Dafür aber umso mehr Reaktionen beim Tourauftakt in Leipzig. 12.000 Menschen wollen Lindemann sehen. Das Stadion im Leipziger Westen ist ausverkauft, die Stimmung bei den aus dem ganzen Umland angereisten Fans ist prächtig und man will das eigentlich kaum mehr schreiben, weil es ja sowieso schon von Klischees nur so wimmelt, aber es ist nunmal wirklich so: Dort, wo sich die Rammstein-Fans sammeln, riecht die Luft nach Bier.

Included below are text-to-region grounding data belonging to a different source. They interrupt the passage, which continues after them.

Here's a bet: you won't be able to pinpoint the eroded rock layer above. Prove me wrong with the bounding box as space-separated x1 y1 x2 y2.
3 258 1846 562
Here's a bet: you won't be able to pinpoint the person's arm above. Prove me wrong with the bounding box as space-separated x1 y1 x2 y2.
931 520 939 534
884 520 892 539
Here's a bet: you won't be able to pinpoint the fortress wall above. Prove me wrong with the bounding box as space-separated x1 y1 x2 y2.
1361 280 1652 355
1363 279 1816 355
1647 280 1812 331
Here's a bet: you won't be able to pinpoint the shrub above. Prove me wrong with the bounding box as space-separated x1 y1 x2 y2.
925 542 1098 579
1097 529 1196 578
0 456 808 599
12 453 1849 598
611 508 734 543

Bei den Rammstein-Gegnern duftet es nach Kuchen, den man für einen Soli-Betrag erwerben kann. Von ihnen sind etwa 700 Menschen gekommen. Und obwohl die "Omas gegen Rechts" im Vorfeld ankündigten, man wolle den Rammstein-Fans einen möglichst ungemütlichem Empfang bereiten, ist es eigentlich eine sehr freundliche Stimmung in Leipzig, fast ein kleines linkes Volksfest. Auf der Bühne wird gesungen und das Publikum klatscht.
"Wir sind hier, weil wir den Frauen zeigen wollen: Wir glauben euch"

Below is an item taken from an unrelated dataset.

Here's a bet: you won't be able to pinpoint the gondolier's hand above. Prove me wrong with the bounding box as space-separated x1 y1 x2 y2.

Dabei ist ja noch etwas anders, als bei den vorigen Protesten gegen Konzerte mit Till Lindemann, wie sie im Sommer allerorts stattfanden: Inzwischen hat die Staatsanwaltschaft die Ermittlungen gegen den Sänger eingestellt. Ändert das die Sicht der Protestierenden?
"Entgegen der landläufigen Meinung kommt das nicht einem Freispruch gleich", sagt eine Person vom "Fem Streik-Bündnis", einer feministischen Gruppe aus Leipzig. Es bedeute nur, dass die Staatsanwaltschaft keine Taten beweisen könne. "Wir sind hier, weil wir den Frauen zeigen wollen: Wir glauben euch", sagt die Rednerin und die Umstehenden applaudieren.

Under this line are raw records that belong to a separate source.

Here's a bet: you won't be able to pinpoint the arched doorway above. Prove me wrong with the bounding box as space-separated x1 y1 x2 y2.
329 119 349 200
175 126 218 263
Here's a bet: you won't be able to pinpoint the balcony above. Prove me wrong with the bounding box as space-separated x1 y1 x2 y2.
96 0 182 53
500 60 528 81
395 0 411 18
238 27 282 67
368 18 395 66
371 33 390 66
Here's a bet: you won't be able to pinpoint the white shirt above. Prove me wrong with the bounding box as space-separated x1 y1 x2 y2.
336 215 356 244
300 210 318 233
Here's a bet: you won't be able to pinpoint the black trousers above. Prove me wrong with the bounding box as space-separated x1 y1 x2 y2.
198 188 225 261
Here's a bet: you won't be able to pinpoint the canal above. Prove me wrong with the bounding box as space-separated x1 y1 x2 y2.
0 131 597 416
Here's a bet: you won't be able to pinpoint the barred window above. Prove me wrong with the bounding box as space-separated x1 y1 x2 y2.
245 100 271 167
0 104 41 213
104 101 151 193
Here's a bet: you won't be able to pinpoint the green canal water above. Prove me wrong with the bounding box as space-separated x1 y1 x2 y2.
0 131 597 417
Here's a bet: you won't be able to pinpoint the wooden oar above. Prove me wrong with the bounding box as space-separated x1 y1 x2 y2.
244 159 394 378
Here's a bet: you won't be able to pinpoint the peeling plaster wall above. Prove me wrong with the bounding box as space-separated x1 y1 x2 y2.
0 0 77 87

Dann zerreissen Jubelschreie von der anderen Seite die Luft. Die Türen sind jetzt geöffnet, die Lindemann-Fans rennen in die Arena. Es geht zu wie vorm Spatenstich des Oktoberfestes. Journalisten sind drinnen nicht gern gesehen. Mehrere Medien bekamen keine Akkreditierung für das Konzert, also keinen Zutritt in den Medienbereich. Auch Fotografen der dpa wurden nicht zugelassen.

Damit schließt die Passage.